The US is the only developed country in the world without universal healthcare. Americans pay more for their healthcare than anyone else, and get significantly worse outcomes than people in every other developed nation. The majority of Americans support universal healthcare. And yet, we are told that universal healthcare is impossible in America.
The arguments against universal healthcare — such as the one proposed by Senators Warren and Sanders and endorsed by thousands of US doctors — often take the form of "concern trolling," as in "Oh, I agree that it would be great to have universal healthcare, but I'm worried about this insoluble problem with this proposal and therefore we should just forget about it."

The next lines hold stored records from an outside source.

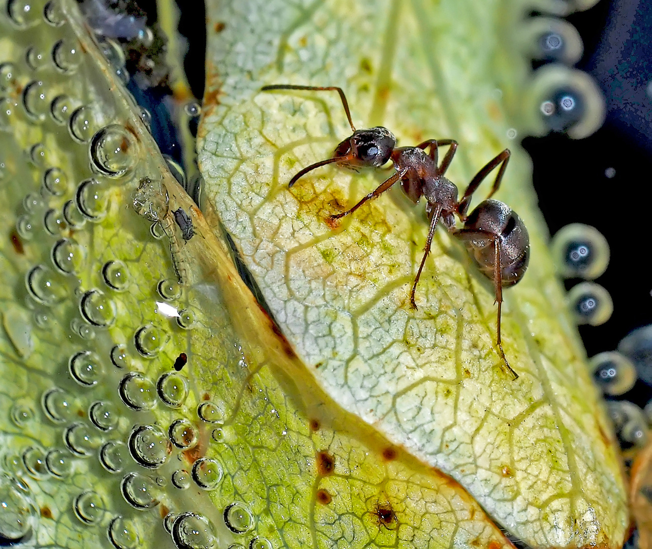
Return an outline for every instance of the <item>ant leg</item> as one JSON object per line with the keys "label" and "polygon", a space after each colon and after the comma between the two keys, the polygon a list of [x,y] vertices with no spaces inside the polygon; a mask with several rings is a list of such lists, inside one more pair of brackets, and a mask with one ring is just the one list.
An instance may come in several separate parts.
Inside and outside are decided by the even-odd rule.
{"label": "ant leg", "polygon": [[421,276],[421,271],[423,266],[426,264],[426,258],[430,253],[430,245],[432,244],[432,237],[435,234],[435,229],[437,228],[437,222],[439,220],[441,215],[441,205],[437,203],[435,206],[435,209],[432,212],[432,217],[430,218],[430,228],[428,231],[428,238],[426,239],[426,245],[423,248],[423,258],[421,259],[421,264],[419,266],[419,271],[417,271],[417,276],[414,279],[414,284],[412,284],[412,291],[409,293],[410,306],[413,309],[417,308],[417,303],[414,301],[414,294],[417,291],[417,284],[419,284],[419,277]]}
{"label": "ant leg", "polygon": [[496,179],[494,181],[494,185],[492,187],[491,192],[487,196],[487,198],[490,198],[494,196],[497,190],[498,187],[500,186],[500,182],[503,179],[503,175],[505,173],[505,168],[507,167],[507,162],[509,162],[509,157],[511,155],[511,152],[509,149],[505,149],[499,155],[497,155],[495,158],[490,160],[487,162],[481,170],[475,174],[475,177],[471,179],[471,183],[469,183],[469,186],[466,188],[466,190],[464,192],[464,196],[462,198],[458,205],[457,211],[460,214],[460,217],[462,220],[466,218],[466,211],[469,208],[469,204],[471,203],[471,196],[477,190],[478,187],[480,186],[480,184],[484,180],[486,177],[497,166],[500,166],[500,169],[498,170],[498,173],[496,176]]}
{"label": "ant leg", "polygon": [[351,129],[355,131],[355,126],[353,126],[353,123],[351,120],[351,112],[349,111],[349,104],[346,100],[346,96],[344,95],[344,92],[342,91],[341,87],[338,87],[337,86],[326,86],[325,87],[318,87],[317,86],[295,86],[293,84],[274,84],[271,86],[263,86],[260,90],[261,91],[269,91],[272,89],[301,89],[306,90],[307,91],[336,91],[340,94],[340,98],[342,100],[342,106],[344,108],[344,112],[346,113],[346,117],[349,120],[349,124],[351,125]]}
{"label": "ant leg", "polygon": [[358,208],[359,208],[365,202],[368,202],[369,200],[373,200],[374,198],[378,198],[385,191],[389,189],[392,185],[393,185],[396,181],[401,179],[406,173],[408,173],[408,168],[405,168],[400,171],[397,171],[389,179],[385,179],[383,183],[381,183],[376,189],[376,190],[370,192],[368,195],[364,196],[362,200],[358,202],[355,206],[353,206],[350,210],[347,210],[346,212],[342,212],[342,213],[335,214],[334,215],[330,216],[331,220],[334,221],[336,219],[341,219],[345,215],[348,215],[349,213],[353,213]]}

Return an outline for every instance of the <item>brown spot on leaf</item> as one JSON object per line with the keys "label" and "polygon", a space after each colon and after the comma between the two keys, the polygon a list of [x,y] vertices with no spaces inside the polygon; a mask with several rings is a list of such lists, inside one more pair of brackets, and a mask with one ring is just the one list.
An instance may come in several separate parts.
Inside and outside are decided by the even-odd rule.
{"label": "brown spot on leaf", "polygon": [[317,471],[319,475],[331,475],[335,470],[335,458],[325,450],[317,453]]}
{"label": "brown spot on leaf", "polygon": [[23,248],[23,241],[20,239],[20,237],[18,236],[16,229],[13,229],[9,233],[9,239],[11,241],[11,245],[14,246],[14,251],[21,256],[25,254],[25,248]]}
{"label": "brown spot on leaf", "polygon": [[333,501],[333,497],[331,496],[331,494],[329,494],[327,490],[320,488],[317,490],[317,501],[323,505],[327,505],[331,501]]}

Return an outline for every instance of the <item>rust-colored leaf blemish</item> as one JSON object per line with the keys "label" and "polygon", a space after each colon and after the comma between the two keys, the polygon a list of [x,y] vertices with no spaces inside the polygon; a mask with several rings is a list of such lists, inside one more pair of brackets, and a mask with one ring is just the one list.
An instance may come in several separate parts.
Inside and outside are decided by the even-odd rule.
{"label": "rust-colored leaf blemish", "polygon": [[335,458],[325,450],[317,453],[317,471],[321,475],[331,475],[335,470]]}
{"label": "rust-colored leaf blemish", "polygon": [[16,229],[12,229],[12,231],[9,233],[9,239],[11,241],[11,245],[14,246],[14,251],[21,256],[24,255],[25,248],[23,248],[23,241],[20,239],[20,237],[18,236]]}
{"label": "rust-colored leaf blemish", "polygon": [[327,505],[333,501],[333,497],[327,490],[319,488],[317,490],[317,501],[323,505]]}
{"label": "rust-colored leaf blemish", "polygon": [[396,458],[396,450],[395,448],[389,447],[383,451],[383,458],[385,461],[391,462]]}

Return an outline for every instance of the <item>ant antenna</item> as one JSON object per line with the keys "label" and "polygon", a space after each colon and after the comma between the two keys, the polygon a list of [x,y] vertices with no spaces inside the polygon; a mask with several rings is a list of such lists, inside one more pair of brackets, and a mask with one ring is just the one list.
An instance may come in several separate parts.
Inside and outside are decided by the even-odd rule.
{"label": "ant antenna", "polygon": [[349,104],[346,101],[346,96],[341,87],[337,86],[327,86],[325,87],[317,87],[316,86],[295,86],[292,84],[274,84],[271,86],[263,86],[261,91],[267,91],[270,89],[303,89],[307,91],[332,91],[334,90],[340,94],[340,98],[342,100],[342,104],[344,107],[344,112],[346,113],[346,117],[348,119],[349,124],[351,125],[351,129],[355,131],[355,126],[351,120],[351,112],[349,111]]}

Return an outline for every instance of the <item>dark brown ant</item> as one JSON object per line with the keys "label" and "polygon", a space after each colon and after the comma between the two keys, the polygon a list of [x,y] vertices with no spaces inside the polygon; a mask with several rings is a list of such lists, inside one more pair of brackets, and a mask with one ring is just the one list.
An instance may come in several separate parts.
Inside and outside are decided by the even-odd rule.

In the LA Times, Adam H Johnson, a media analyst for Fairness and Accuracy in Reporting, taxonomizes the three major arguments against universal healthcare: "We need more details" (this from literally the same people to voted for war in Iraq with the details to be sorted out later because the situation was urgent); "How do you pay for it?" (from the same people who signed the $700 billion military spending bill without asking how we'd pay for it); and "What about the GOP?" (if holding an "unrealistic" position was a nonstarter, then the Tea Party would have been unable to devastate America).
Indeed, the Tea Party movement provided a clear counterexample to conventional wisdom. It routinely held "unrealistic" positions such as shutting down the entire U.S. government and establishing a 14.5% flat tax, but nonetheless went on to help the GOP net 900 seats nationwide as well as the White House and both houses of Congress.
To have seen this play out and still conclude that maximalism can't work is perplexing. Progressives lose nothing by setting bold targets right out of the gate. Why not make every Republican lawmaker go back to his or her constituents in 2018 and explain opposition to free healthcare? Force the issue, shift the debate, just as the far right has been doing for years.
President Eisenhower — an early practitioner of concern trolling — told the New York Times in 1957 that he supported integration "in principle" but said activists in the South risked going "too far, too fast." Give it more time. We need more details. Who will pay for it? All meaningful changes to society have been met with these types of objections. But the game of politics isn't won by waiting for the ideal. Its most successful actors establish a moral goal and fight for it until reality catches up to them.
There are 3 types of single-payer 'concern trolls' — and they all want to undermine universal healthcare [Adam H. Johnson/LA Times]
(via Naked Capitalism)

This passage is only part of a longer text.